METHODS: We searched databases including Cochrane Central Register of Controlled Trials; MEDLINE, and EMBASE. Clinical controlled trials that addressed the effects of antiarrhythmics (including amiodarone, lidocaine, magnesium, and other new potassium-channel blockers) on the outcomes of cardiac arrest were included. Data were collected independently by two authors. The risk ratio of each outcome was collected, and meta-analysis was used for data synthesis if appropriate. Heterogeneity was assessed with the χ² test and the I² test.

RESULTS: Ten randomized controlled trials and seven observational trials were identified. Amiodarone (relative risk (RR), 0.82; 95% confidence interval (CI), 0.54 to 1.24), lidocaine (RR, 2.26; 95% CI, 0.93 to 5.52), magnesium (RR, 0.82; 95% CI, 0.54 to 1.24) and nifekalant were not shown to improve the survival to hospital discharge compared with placebo, but amiodarone, lidocaine, and nifekalant were shown to be beneficial to initial resuscitation, assessed by the rate of return of spontaneous circulation and survival to hospital admission, with amiodarone being superior to lidocaine (RR, 1.28; 95% CI, 0.57 to 2.86) and nifekalant (RR, 0.50; 95% CI, 0.19 to 1.31). Bretylium and sotalol were not shown to be beneficial.
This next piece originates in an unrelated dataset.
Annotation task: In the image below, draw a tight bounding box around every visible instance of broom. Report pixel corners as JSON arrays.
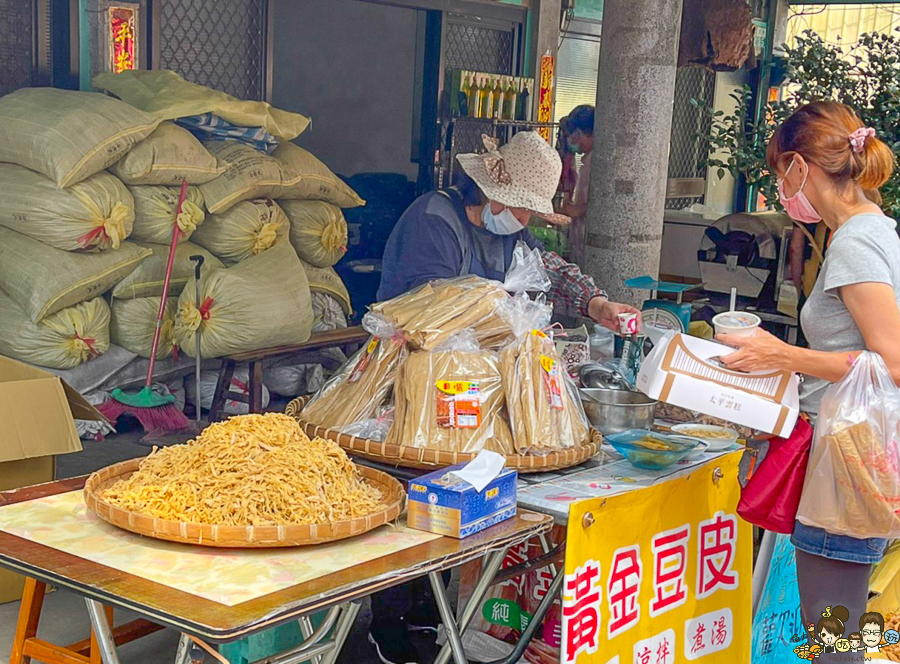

CONCLUSIONS: Our review suggests that when administered during resuscitation, antiarrhythmia agents might not improve the survival to hospital discharge, but they might be beneficial to initial resuscitation. This is consistent with the AHA 2010 guidelines for resuscitation and cardiovascular emergency, but more studies with good methodologic quality and large numbers of patients are still needed to make further assessment.

CRD has determined that this article meets the DARE scientific quality criteria for a systematic review.